Mitigate the impact of documentation lost during evacuation

In addition to the erroneous denials detailed above, the SIV program also burdens applicants with the responsibility of establishing their qualifying employment. This can mean collecting documentation from contractors that are noncompliant or no longer exist, or producing letters of recommendation from supervisors long out of touch or even deceased.  The chaotic US withdrawal from Afghanistan exacerbated the documentation problem for Afghan allies. The same documents required by the SIV program are a death warrant in the hands of the Taliban.
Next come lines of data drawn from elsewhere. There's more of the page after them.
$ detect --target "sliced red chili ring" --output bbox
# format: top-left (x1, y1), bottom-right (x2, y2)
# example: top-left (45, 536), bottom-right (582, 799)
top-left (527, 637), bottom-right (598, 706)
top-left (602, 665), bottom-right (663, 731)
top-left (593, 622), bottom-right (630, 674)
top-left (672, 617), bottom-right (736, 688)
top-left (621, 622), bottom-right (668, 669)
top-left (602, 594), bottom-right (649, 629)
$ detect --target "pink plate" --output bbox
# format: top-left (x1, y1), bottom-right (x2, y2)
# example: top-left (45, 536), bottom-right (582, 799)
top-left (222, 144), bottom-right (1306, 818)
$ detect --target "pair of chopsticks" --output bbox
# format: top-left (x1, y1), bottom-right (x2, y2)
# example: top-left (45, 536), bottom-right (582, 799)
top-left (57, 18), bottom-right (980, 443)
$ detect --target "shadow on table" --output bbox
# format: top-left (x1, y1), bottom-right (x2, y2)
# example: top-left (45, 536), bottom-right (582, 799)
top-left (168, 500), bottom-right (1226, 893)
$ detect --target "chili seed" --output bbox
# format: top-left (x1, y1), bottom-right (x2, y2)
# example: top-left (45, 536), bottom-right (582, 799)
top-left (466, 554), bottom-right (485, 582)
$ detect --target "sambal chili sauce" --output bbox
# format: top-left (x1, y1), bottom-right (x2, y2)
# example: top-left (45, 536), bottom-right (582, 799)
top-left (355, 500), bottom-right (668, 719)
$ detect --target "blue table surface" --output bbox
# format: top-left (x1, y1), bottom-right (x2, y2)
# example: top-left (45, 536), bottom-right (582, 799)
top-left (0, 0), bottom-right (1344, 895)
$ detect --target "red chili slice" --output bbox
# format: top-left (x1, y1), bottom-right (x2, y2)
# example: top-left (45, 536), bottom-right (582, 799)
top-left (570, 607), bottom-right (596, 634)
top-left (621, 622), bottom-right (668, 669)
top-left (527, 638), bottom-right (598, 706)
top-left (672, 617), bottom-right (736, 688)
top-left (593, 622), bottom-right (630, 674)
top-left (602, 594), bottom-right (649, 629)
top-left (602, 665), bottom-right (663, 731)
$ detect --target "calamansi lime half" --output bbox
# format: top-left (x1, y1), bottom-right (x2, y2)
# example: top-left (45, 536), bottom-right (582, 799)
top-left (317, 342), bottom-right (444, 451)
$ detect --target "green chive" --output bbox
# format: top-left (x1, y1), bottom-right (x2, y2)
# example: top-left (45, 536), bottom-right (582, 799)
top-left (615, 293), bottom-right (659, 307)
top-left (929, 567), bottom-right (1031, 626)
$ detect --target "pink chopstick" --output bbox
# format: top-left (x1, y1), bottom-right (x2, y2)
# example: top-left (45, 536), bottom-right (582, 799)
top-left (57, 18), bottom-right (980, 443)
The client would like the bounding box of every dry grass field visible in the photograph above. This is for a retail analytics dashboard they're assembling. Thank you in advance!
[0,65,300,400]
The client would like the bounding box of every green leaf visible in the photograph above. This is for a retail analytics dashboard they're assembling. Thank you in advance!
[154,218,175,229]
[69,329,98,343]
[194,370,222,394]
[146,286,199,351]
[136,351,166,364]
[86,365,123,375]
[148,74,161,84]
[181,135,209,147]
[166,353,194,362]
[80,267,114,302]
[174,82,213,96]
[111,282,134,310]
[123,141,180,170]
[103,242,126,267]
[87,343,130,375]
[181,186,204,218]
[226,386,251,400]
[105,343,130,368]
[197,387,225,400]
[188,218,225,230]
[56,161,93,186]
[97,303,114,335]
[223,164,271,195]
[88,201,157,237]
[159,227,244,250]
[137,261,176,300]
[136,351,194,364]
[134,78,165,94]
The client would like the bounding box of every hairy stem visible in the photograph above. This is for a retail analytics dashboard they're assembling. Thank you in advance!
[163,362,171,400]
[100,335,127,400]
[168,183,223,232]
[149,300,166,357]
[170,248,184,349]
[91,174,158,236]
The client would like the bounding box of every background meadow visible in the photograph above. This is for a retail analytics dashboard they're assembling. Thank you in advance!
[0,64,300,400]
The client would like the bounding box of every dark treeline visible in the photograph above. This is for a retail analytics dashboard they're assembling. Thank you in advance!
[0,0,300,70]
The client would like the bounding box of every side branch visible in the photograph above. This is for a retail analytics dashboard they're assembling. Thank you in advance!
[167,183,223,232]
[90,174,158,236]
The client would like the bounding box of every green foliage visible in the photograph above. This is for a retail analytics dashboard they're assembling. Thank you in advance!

During the operation at HKIA, the Taliban and other anti-US forces threatened, harassed, and beat people while searching for the same documents the SIV program required them to carry. Some Afghans destroyed those sensitive documents to protect their lives and their families. The US Embassy itself also destroyed important documentation for many Afghans to prevent it from falling into the hands of the Taliban. The Afghan Adjustment Act would avoid punishing Afghan allies for protecting themselves and their families during the evacuation.

Conclusion

The Afghan SIV program was the US Government’s promise to Afghans who risked their lives on behalf of the US mission in Afghanistan. That promise remains unfulfilled for tens of thousands of Afghan allies and their families still at-risk in Afghanistan and other unsafe countries, and the SIV program should continue serving that function until every qualified applicant is safe. The Afghan Adjustment Act would free up vital SIV-processing resources to fulfill that promise, while removing a cloud of uncertainty from the heads of those who have already risked everything to support the United States.